After seeing the sights in Europe and Asia, Master of Engineering (Biomedical) student Naomi Sutanto was uneasy about returning home and falling back into the same routine. However, determined to make the most of her final year, Naomi soon found opportunities around the campus to keep her busy:
I am one who believes that education is never wasted. Even if what we end up doing has nothing to do with our university course, provided we can apply the skills we learn, education is not a waste.
Studying in the Master of Engineering has taught me how to step up into leadership roles, how to work in a team with people of varying backgrounds and skills, and brought to light my strengths and weaknesses.
As unexpected as it is, my most memorable experiences and lessons so far at the University of Melbourne were not always grounded in academia. Here are just a few suggestions on how to make the most of uni life based on my personal experiences:
1. Serve others. Give back to the community. Find unique opportunities.
Being a support worker, albeit briefly, really opened my eyes to how challenging it is for students with disabilities to study. Yet it was also inspiring to see them determined to not let that affect their dreams. It inspired me to pick a final year project to do with wheelchair cushions.
Running engineering workshops in high schools was something that I count as one of my most valuable university experiences. Being able to relate to the students and interact with them to inspire them to try something new was… I cannot even describe the feeling. It was highly tiring yet also deeply rewarding. More on this in my next post!

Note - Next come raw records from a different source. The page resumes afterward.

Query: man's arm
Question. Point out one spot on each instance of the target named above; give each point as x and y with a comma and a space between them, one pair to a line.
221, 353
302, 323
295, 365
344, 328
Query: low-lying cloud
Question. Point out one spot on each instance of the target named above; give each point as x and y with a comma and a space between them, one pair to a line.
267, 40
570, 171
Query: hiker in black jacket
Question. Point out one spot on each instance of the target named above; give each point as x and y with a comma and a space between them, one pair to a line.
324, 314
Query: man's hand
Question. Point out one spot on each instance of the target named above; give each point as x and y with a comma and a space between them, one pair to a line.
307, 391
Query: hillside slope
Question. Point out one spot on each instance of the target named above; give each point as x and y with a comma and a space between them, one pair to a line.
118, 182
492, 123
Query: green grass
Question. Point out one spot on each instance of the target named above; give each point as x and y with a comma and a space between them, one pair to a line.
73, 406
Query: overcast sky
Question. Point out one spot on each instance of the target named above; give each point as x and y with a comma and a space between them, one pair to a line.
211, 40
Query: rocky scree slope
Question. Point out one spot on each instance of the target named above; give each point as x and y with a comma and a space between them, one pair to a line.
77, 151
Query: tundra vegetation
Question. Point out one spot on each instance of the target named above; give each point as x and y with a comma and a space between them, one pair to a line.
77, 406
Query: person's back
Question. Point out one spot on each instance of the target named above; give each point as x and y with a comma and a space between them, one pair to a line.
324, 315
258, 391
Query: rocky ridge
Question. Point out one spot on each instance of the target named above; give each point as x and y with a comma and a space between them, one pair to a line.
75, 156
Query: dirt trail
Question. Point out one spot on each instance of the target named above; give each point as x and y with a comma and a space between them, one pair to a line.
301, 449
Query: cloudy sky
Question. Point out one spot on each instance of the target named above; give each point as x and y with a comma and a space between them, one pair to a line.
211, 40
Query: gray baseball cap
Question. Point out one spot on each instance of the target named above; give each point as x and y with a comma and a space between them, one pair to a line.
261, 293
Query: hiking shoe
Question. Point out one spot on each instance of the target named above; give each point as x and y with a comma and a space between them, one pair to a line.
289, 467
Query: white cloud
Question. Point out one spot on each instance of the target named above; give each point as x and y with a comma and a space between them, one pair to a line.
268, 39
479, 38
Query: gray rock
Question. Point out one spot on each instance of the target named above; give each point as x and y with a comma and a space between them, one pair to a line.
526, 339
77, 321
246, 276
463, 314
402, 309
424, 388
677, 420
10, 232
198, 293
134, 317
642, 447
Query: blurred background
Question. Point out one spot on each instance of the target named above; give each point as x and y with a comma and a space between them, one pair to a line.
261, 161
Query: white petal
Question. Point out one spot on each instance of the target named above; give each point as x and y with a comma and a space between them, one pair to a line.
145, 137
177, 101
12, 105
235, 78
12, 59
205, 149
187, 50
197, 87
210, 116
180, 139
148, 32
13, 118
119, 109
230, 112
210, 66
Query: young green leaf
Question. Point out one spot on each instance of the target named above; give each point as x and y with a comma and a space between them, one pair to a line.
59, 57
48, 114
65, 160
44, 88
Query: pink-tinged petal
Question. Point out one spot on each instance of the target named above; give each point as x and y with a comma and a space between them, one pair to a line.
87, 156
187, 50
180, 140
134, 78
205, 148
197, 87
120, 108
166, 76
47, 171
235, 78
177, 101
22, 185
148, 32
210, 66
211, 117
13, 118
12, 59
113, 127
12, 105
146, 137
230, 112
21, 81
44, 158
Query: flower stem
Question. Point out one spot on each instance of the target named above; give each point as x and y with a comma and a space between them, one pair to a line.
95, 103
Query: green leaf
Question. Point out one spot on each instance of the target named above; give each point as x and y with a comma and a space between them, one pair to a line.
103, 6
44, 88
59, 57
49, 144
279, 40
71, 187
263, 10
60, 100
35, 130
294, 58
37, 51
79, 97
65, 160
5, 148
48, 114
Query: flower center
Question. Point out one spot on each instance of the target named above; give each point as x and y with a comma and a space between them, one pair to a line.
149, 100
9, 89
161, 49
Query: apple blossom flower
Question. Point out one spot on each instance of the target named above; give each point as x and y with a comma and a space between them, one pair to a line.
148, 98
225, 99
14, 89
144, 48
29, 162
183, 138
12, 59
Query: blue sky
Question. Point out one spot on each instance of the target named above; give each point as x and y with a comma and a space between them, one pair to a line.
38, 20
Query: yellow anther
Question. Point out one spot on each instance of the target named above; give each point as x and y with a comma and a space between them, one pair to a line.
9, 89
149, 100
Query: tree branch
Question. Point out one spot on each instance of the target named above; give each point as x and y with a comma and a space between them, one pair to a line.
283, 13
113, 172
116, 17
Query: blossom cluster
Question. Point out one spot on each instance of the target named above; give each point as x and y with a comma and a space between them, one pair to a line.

2. Have a spirit of adventure. Try something new. Explore.Among other things, I am currently searching for the best views on campus. I am also highly involved in our biomedical engineering club and volunteer Skype tutoring (shout out to my lovely student Liesel). There are at least three free museums and exhibition spaces on campus.
Breadth subjects are a great opportunity to add variety into studies. I took and loved ancient history subjects in my undergraduate years and studied management subjects during my graduate exchange. As for psychology – their essays are not my forte, but at least I tried it!
3. Be excited about challenges. The journey will not be easy. Be brave and take on the challenge!
Balancing all of my commitments in this final year is not easy at all. Even during my undergraduate years, when I was not as involved in the campus community, it was not easy. But despite this, I still took subjects that interested me, rather than the ones that were easy. Challenges keep me from getting bored.